Sunday, January 7, 2018

Met Georges Khodr: John the Forerunner

Arabic original here.

John the Forerunner

On the day after the Feast of Theophany, we celebrate the Synaxis of Saint John the Baptist. John's personality appears to us as enchanting and vexing at the same time. A man at the ultimate point of humility, in order to reveal Christ to Israel. He disappeared and wanted to disappear, as he regarded his mission as having been completed with the coming of the great, hoped-for one. Therefore his role ended after he baptized Jesus in water and was imprisoned on account of the truth he spoke to Herod.

We might ask why he was able to be humble, how it was possible for him to live this new life, and how he could confront the unjust king and to be brought by his resistance to the point of martyrdom. The secret of this lies in the fact that he renounced everything people possess and everything people desire. He lived alone in the desert to show that man's solitude is with God and his encounter is with the truth. This is perfected in a life of poverty without food or shelter. John foraged locusts and wild honey.

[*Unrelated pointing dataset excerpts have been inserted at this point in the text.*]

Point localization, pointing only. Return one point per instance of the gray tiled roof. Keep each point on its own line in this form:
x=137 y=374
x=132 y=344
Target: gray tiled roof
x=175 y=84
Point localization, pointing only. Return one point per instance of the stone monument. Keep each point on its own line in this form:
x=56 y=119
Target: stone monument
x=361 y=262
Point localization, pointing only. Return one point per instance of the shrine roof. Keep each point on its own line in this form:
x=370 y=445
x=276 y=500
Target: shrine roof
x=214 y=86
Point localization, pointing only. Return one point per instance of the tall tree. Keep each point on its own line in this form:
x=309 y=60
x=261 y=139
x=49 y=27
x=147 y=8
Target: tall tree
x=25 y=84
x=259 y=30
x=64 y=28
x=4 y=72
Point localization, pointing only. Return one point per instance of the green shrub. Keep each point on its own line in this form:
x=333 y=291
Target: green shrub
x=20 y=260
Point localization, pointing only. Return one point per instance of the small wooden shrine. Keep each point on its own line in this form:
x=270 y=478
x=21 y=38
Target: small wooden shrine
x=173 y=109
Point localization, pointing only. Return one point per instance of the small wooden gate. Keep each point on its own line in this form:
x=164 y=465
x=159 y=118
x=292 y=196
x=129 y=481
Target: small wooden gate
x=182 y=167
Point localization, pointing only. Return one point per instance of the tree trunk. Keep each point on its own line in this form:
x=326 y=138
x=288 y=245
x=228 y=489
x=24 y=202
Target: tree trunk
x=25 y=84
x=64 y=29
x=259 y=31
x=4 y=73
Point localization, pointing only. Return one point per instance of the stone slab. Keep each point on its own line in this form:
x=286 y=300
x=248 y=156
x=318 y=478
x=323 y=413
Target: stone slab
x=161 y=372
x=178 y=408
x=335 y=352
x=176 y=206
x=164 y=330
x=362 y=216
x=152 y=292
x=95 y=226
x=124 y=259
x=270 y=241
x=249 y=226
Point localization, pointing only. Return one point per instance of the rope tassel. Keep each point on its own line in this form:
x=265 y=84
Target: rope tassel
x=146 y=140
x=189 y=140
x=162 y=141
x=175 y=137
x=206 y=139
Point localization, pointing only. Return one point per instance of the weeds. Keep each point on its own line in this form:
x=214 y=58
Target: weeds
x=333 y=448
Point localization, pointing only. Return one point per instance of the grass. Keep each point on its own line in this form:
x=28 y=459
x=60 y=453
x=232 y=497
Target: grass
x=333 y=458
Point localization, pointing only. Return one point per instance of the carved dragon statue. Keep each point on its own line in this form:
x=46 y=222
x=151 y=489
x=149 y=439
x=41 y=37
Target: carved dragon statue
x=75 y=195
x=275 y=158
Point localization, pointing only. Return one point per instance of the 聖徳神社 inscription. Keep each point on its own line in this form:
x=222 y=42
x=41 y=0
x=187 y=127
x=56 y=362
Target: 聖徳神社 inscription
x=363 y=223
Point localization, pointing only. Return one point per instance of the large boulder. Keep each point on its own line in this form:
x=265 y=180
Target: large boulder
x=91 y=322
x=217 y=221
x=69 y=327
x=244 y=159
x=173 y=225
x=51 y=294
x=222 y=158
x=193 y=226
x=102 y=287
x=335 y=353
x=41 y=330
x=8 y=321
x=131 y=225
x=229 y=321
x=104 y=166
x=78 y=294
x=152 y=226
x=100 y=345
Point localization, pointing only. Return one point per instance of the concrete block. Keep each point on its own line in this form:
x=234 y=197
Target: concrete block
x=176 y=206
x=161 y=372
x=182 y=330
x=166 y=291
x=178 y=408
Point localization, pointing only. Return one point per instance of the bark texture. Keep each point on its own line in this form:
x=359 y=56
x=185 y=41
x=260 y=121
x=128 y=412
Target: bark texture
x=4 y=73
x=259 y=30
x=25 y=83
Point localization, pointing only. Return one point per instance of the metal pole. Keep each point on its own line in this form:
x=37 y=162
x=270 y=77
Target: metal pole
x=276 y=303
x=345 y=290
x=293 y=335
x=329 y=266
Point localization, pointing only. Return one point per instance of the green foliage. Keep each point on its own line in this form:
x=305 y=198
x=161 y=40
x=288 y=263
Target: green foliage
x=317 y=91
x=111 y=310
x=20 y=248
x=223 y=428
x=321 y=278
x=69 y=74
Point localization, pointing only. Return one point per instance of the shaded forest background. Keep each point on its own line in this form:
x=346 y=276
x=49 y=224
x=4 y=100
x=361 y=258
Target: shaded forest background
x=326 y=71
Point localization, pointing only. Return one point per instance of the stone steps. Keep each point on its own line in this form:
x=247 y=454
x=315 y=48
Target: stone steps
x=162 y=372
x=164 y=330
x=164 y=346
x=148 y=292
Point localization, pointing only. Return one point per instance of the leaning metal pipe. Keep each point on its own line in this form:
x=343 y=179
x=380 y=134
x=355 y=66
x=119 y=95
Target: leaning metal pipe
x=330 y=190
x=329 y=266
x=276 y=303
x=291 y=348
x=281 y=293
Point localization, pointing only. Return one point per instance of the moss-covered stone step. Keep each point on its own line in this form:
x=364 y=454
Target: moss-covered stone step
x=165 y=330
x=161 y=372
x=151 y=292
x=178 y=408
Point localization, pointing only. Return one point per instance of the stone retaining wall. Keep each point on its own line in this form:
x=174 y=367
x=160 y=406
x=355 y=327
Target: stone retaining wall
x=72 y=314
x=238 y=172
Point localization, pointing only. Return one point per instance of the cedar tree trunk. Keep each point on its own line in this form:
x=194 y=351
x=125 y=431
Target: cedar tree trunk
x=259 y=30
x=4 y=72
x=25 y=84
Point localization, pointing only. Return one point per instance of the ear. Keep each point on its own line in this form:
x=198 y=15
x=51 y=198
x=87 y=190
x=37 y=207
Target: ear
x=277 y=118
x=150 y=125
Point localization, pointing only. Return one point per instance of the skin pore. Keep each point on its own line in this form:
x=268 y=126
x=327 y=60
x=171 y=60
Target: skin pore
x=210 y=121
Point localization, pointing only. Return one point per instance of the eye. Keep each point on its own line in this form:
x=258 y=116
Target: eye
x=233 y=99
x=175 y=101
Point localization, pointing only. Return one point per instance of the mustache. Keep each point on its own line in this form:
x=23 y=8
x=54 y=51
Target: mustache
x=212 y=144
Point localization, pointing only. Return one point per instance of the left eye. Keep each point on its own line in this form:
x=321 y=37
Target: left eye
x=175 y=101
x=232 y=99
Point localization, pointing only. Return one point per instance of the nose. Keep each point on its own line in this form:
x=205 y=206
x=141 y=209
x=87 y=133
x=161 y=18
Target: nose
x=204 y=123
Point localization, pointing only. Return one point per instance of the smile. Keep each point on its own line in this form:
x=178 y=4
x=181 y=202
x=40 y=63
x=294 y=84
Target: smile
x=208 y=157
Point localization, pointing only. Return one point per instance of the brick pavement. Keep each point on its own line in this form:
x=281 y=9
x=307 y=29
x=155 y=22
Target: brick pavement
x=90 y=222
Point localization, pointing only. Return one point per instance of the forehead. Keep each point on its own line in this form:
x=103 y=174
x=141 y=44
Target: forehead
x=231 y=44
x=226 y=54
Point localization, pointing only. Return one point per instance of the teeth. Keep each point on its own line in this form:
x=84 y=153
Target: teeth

Our eating much means that we fear death. Our not eating means that we do not fear death. We think that food protects us against the danger of death. But John sought solitude until the end, to the point of hunger. He renounced all the glories that surround us. He renounced the priesthood, though his father was a priest and priesthood was his right. At that time, priesthood meant a certain amount of glory. He renounced the glory that he could attain by being close to King Herod, who gladly listened to him. Since he renounced the glory of the royal palace, he rebuked the king. He did not conceal his conscience on account of the friendship that bound him to the king.

John believed that God has rights over people and that he had to remind everyone of God's right over them and that they are all dust. But someone who treats such issues puts himself at risk and John put himself at risk when he said to his friend the king, "It is not permissible for you to take your brother's wife." These words did not amuse the adulterous king, even though he was pleased by other things that John said.

Then came that wild party. The king invited the country's grandees and ate and drank with them until he got drunk and swore to give the dancing-girl anything she wanted, even half his kingdom. She went to her mother, who asked for John's head on a platter. After this, his head was a light to the world.

This great corpse, which we celebrate on August 29, was a preparation for the death of the Savior. John was a man who lived before Jesus, but like a savior. Therefore the Holy Church made a feast for him on the day after the Theophany of the Lord Jesus, as he also appeared in light.